Los más beneficiados por la convención de la propina son, sin duda, los camareros y los taxistas. El gremio de hostelería ha inventado incluso una acepción peculiar del concepto genérico bote: ese bote que lleva escrita la palabra bote y que va llenándose gracias a una convención filantrópica y ancestral, de cuando los camareros vivían de lo que quisieran darles los patronos y los clientes. De todas formas, la ley de la propina se aplica a los camareros de los bares diurnos y se viola en los bares nocturnos: si en un bar de copas te atiende una muchacha con aspecto de ser una valkiria emparentada con los dioses principales de la mitología escandinava, ni si te ocurre dejarle de propina los céntimos de la vuelta. En cambio, al camarero de la cafetería le dejas la calderilla y el hombre se pone tan contento que lo pregona: "¡Bote!", y te sientes entonces como un mecenas.

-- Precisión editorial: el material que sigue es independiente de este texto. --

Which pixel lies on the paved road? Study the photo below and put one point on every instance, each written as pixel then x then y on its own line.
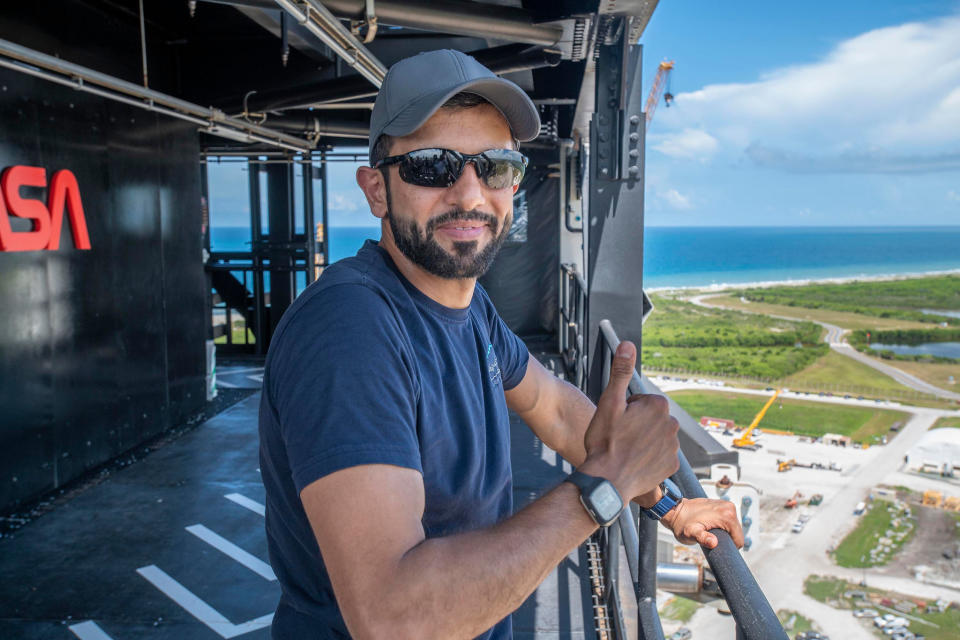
pixel 835 338
pixel 781 571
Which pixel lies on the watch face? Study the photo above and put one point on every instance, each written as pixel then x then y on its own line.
pixel 606 501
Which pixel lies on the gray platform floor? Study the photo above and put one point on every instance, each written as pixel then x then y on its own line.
pixel 173 547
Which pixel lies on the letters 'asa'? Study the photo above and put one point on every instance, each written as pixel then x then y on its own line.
pixel 47 218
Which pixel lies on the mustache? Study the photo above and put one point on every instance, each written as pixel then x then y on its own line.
pixel 460 214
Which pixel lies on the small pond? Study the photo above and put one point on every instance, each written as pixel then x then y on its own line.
pixel 942 349
pixel 936 312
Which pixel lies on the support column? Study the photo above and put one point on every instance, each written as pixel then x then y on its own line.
pixel 280 210
pixel 615 218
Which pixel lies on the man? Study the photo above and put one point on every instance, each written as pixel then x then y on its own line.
pixel 384 425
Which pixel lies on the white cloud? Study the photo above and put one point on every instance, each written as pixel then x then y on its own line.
pixel 689 143
pixel 891 94
pixel 676 200
pixel 344 202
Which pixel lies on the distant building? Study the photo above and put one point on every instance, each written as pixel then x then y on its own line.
pixel 938 451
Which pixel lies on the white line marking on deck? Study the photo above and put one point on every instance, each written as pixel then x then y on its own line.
pixel 89 630
pixel 246 502
pixel 231 370
pixel 198 608
pixel 226 547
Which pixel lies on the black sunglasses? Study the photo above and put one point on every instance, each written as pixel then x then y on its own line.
pixel 498 168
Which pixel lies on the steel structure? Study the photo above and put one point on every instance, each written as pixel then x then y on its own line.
pixel 121 327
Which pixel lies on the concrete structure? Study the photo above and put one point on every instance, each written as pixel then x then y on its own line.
pixel 937 451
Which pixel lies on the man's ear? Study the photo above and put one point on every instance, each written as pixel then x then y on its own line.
pixel 374 187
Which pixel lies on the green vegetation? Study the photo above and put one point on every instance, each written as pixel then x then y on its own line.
pixel 833 368
pixel 946 422
pixel 939 626
pixel 801 417
pixel 799 622
pixel 683 336
pixel 842 319
pixel 882 531
pixel 825 589
pixel 677 608
pixel 902 299
pixel 238 337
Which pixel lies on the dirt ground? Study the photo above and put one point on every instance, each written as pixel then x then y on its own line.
pixel 936 534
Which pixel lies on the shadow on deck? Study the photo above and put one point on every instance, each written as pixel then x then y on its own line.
pixel 173 547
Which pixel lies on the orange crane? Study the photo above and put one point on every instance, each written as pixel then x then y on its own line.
pixel 659 84
pixel 745 441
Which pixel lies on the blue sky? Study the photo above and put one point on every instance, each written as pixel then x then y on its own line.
pixel 840 113
pixel 821 114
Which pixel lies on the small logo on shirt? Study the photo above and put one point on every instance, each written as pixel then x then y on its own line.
pixel 493 367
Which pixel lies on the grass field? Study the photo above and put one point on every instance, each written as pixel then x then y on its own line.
pixel 677 608
pixel 845 372
pixel 799 416
pixel 799 622
pixel 901 299
pixel 844 319
pixel 943 626
pixel 238 330
pixel 683 336
pixel 855 549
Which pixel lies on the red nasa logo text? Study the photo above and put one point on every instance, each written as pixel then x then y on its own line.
pixel 64 193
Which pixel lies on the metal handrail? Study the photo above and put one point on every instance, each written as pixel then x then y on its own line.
pixel 754 616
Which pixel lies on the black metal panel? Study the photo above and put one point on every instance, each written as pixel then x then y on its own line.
pixel 615 219
pixel 99 349
pixel 522 282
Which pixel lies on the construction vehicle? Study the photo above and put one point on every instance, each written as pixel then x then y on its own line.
pixel 932 498
pixel 745 441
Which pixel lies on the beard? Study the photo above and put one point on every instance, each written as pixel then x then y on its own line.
pixel 421 247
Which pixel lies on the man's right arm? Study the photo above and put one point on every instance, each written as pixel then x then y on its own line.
pixel 390 581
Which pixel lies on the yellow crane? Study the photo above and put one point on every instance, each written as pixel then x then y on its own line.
pixel 660 82
pixel 745 441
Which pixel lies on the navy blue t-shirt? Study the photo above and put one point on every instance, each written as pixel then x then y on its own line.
pixel 366 369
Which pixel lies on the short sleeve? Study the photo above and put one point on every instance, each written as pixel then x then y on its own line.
pixel 511 350
pixel 343 385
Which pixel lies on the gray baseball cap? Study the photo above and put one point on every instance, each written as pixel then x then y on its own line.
pixel 416 87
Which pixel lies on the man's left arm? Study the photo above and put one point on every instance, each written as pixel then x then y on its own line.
pixel 559 414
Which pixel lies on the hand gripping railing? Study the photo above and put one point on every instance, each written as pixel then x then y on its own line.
pixel 754 617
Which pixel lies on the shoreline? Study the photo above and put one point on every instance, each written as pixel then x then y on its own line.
pixel 763 284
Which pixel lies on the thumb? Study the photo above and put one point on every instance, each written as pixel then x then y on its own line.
pixel 621 372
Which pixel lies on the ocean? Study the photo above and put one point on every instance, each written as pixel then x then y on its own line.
pixel 715 256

El asunto de la propina a los taxistas consiente unos matices más complicados. Mucho me temo que el hecho de ser taxista en una megalópolis no es bueno para el sistema nervioso en general, porque lo cierto es que incluso los clientes de los taxis acabamos con algún tipo de cardiopatía después de un trayecto de 10 minutos. Esta circunstancia tal vez justifique el que si a un taxista de una gran ciudad no le das propina, ni siquiera te devuelva los buenos días o las buenas noches: si no hay propina, no hay despedida, extremo que a los clientes nos resulta doloroso, porque hemos compartido con ese hombre un espacio íntimo durante un rato, y quién sabe incluso qué maldiciones entusiastas no les habremos dedicado de común acuerdo a los políticos o a los futbolistas estelares. La falta de propina deja mudos, en fin, a los taxistas.

Y, como aquí no dan propina, mudo me quedo también.